I go tentatively to the watch. Pick it up by the chain. The gold shines, all the scratches buffed away, the body pushed back into its perfect curves. She matched the hands. She wound it and it ticks towards five-oh-one. The inscription is legible and elegant again.
The crack in the face has been sealed in new enamel, and the numbers painstakingly painted in.
"It's perfect," I say.
And Sherlock, who has been watching cautiously over my shoulder, tries to cut in; "You've outdone your-"
"Ah, ah!" Mag raises one hand, flattened; 'stop'. "You are not to speak. That watch survived Afghanistan and nearly didn't survive you."
He retreats.
I look up, "What do I owe you?"
"You, my friend?" She takes my hand again, pats the back of it. "Nothing." Then cuts her eyes at Sherlock, "Him, on the other hand, he knows exactly what I expect of him, don't you?"

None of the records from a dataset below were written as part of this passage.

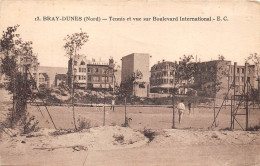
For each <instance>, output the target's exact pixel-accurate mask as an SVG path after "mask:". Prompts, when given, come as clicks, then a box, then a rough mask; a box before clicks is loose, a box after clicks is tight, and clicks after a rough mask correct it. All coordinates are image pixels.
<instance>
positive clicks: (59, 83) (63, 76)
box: [54, 74, 67, 86]
mask: <svg viewBox="0 0 260 166" xmlns="http://www.w3.org/2000/svg"><path fill="white" fill-rule="evenodd" d="M61 85H67V74H56V75H55V79H54V86H61Z"/></svg>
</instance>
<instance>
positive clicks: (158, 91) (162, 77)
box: [150, 60, 175, 93]
mask: <svg viewBox="0 0 260 166" xmlns="http://www.w3.org/2000/svg"><path fill="white" fill-rule="evenodd" d="M174 66H175V63H174V62H170V61H165V60H163V61H162V62H160V61H159V62H158V63H157V64H155V65H153V66H152V67H151V78H150V84H151V92H156V93H170V90H171V89H173V88H174V80H175V71H174Z"/></svg>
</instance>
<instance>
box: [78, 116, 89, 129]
mask: <svg viewBox="0 0 260 166" xmlns="http://www.w3.org/2000/svg"><path fill="white" fill-rule="evenodd" d="M77 122H78V129H77V131H81V130H83V129H90V128H91V122H90V120H88V119H86V118H78V120H77Z"/></svg>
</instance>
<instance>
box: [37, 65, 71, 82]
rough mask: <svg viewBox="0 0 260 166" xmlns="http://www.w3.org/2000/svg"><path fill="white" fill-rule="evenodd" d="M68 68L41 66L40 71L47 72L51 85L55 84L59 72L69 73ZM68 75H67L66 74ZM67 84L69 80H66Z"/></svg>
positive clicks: (49, 80)
mask: <svg viewBox="0 0 260 166" xmlns="http://www.w3.org/2000/svg"><path fill="white" fill-rule="evenodd" d="M67 72H68V69H67V68H65V67H49V66H39V73H46V74H47V75H48V77H49V82H50V87H54V86H55V77H56V75H57V74H63V75H67V74H66V73H67ZM66 77H67V76H66ZM65 83H66V84H68V83H67V80H66V81H65Z"/></svg>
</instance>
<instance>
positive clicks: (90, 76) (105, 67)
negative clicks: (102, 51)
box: [86, 59, 114, 89]
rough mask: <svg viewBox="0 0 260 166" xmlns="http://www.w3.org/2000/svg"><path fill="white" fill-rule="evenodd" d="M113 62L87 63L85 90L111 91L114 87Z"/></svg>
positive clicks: (88, 62) (89, 62) (95, 62)
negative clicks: (86, 71) (86, 86)
mask: <svg viewBox="0 0 260 166" xmlns="http://www.w3.org/2000/svg"><path fill="white" fill-rule="evenodd" d="M113 64H114V60H113V59H110V60H109V62H108V63H107V62H102V61H95V60H94V59H93V60H92V61H88V63H87V81H86V85H87V89H113V87H114V68H113Z"/></svg>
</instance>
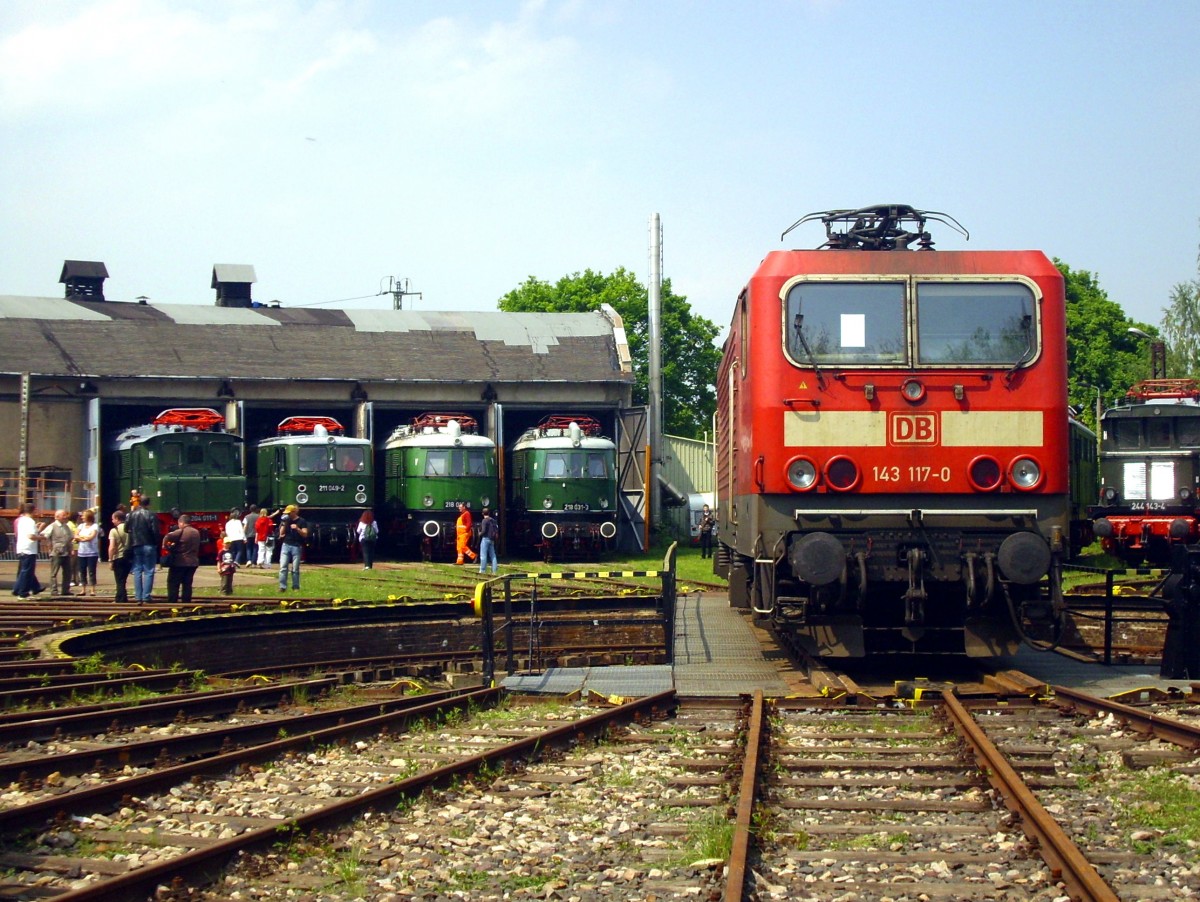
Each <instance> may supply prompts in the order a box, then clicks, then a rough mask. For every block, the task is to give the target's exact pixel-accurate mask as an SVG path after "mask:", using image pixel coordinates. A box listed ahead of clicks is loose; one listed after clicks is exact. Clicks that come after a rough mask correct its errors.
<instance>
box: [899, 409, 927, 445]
mask: <svg viewBox="0 0 1200 902" xmlns="http://www.w3.org/2000/svg"><path fill="white" fill-rule="evenodd" d="M888 438H889V439H890V441H892V444H893V445H936V444H938V441H937V416H936V415H935V414H890V415H889V416H888Z"/></svg>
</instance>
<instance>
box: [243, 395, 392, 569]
mask: <svg viewBox="0 0 1200 902" xmlns="http://www.w3.org/2000/svg"><path fill="white" fill-rule="evenodd" d="M344 433H346V429H343V428H342V425H341V423H340V422H338V421H337V420H335V419H334V417H331V416H289V417H287V419H286V420H283V421H281V422H280V425H278V427H277V434H276V435H274V437H272V438H268V439H263V440H262V441H259V443H258V462H257V463H258V468H257V471H256V477H257V485H256V488H257V498H258V504H259V506H262V507H263V510H266V511H272V510H277V509H280V507H284V506H287V505H289V504H296V505H300V516H301V517H304V518H305V519H306V521H308V527H310V539H308V543H310V547H311V548H312V551H313V552H314V553H316V554H320V555H324V557H330V555H337V554H338V553H341V552H346V553H348V552H349V549H350V546H352V545H353V541H354V529H355V525H356V524H358V522H359V517H361V516H362V512H364V511H365V510H367V509H370V507H371V504H372V499H373V498H374V475H373V474H374V465H373V461H372V453H371V443H370V441H368V440H367V439H355V438H348V437H347V435H346V434H344Z"/></svg>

Sherlock doesn't answer her. He shoves his hands in his pockets, turns on his heel and shoulders his way out the door. Mag wraps the watch up in the same handkerchief I brought it in, presses it into my hand. "Be kind with him," she says, "He's never had what you're holding."
"What, a heart?" I say. I don't mean it. Just getting it off my chest.
"Someone else's," she replies. Then nods me out after him.
Sherlock is standing a few steps down the street. Hands still in his pockets, but if you look closely you can see his fingers twitching back on themselves, the way they do when he wants a cigarette. I stand next to him, looking past him, down the street. Just as a start, just as a greeting, "Alright?"
"John, I'm sorry." He says it very quickly, as if it pains him to say it and, more than that, as if it's pained him to keep it in this long.
"Yeah, well… it's fixed now, anyway."